Positional Frames Support

HTML Export uses DHTML to position objects with greater accuracy. However, only two types of object positioning are supported: paragraph anchored objects and page anchored objects. The following are notes about this initial support for positional frames:

HTML Export generates paragraph objects separately from page objects, even if it appears that they should be placed in the same location.
Transparency is not supported when separate graphics items are placed on top of one another. The SCCOPT_EX_PREVENTGRAPHICOVERLAP option does not apply to these graphics. The graphics will appear relative to where the anchor point is, not relative to the text in the document. Additionally, HTML Export does not support certain graphics effects, such as rotation or stretching.
The SCCOPT_EX_GRAPHICOUTPUTDPI option must be set properly to achieve best results.
In some cases, HTML Export will produce output with inaccurately placed objects when the input document features positional frame objects. We are implementing this feature despite these occasional errors, as this end result is no worse than the end result when handling positional frame objects in earlier versions of HTML Export (the graphics would be placed in a long column).
This feature only works in the 4.0 versions of HTML.
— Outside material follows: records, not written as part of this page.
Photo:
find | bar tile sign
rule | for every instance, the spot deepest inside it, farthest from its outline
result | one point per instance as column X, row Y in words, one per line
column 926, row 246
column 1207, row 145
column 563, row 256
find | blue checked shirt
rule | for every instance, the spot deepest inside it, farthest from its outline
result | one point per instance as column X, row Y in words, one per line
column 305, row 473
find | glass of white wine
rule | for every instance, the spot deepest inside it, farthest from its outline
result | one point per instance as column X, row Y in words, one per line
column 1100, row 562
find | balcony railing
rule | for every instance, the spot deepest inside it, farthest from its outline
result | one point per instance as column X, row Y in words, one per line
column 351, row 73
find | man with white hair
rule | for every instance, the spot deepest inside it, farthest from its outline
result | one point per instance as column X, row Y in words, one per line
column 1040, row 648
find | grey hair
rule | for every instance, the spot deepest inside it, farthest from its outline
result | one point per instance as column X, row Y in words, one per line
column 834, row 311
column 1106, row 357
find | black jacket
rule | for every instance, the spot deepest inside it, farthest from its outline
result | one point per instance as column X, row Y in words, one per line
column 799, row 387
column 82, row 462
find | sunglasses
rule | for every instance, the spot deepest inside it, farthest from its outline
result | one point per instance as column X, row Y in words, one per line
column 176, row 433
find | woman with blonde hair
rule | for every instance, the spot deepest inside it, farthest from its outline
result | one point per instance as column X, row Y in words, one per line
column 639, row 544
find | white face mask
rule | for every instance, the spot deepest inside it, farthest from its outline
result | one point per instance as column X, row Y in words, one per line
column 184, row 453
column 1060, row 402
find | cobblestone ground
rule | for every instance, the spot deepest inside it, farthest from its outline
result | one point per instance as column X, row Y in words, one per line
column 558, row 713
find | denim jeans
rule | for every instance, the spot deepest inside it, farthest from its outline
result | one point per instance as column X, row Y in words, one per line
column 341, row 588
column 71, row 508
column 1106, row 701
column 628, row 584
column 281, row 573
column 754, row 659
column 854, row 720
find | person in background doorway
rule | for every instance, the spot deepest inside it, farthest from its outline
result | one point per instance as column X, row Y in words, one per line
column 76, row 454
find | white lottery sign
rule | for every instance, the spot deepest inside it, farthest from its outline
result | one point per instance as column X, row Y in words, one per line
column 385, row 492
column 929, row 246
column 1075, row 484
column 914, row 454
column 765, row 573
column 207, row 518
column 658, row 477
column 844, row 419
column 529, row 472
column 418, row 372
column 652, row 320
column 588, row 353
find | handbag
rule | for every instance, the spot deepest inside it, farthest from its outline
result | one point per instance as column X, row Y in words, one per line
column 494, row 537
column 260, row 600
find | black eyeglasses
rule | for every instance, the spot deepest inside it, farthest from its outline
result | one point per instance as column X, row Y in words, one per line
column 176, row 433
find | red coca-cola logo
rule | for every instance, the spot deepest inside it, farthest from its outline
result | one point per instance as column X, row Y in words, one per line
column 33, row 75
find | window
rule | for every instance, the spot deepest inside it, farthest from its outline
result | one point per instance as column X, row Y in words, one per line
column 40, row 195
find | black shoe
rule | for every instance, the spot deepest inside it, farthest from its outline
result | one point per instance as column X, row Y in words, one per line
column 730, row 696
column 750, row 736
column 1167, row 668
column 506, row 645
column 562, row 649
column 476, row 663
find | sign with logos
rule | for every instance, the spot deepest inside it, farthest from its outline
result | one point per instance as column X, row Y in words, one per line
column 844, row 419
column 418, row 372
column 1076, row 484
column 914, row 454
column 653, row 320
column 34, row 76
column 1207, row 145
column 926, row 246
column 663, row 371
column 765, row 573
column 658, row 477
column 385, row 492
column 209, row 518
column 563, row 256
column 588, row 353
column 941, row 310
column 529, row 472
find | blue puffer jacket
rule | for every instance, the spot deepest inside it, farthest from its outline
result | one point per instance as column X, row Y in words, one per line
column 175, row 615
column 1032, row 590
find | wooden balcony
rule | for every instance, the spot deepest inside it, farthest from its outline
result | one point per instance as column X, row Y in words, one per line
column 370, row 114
Limitations of Multimedia File Support

Support for the multimedia file type is rather limited at this time. Currently, only one filter uses it (the id3 filter), which only supports MP3 files. From these files, only text properties may be extracted. The named properties are:

property.title
property.album
property.artist

All other properties must be accessed via the property.all or property.others macros. Since only text properties are supported, no embeddings (album cover graphics) are available.

At this time, the body and title parts of these files are not supported. An example of the unsupported body content would be the actual musical content of an MP3 file. While title is not supported, property.title is, provided the information is present in the source document. If a template attempts to insert sections.x.body, sections.x.title, or any of their aliases or sub nodes, nothing will be inserted.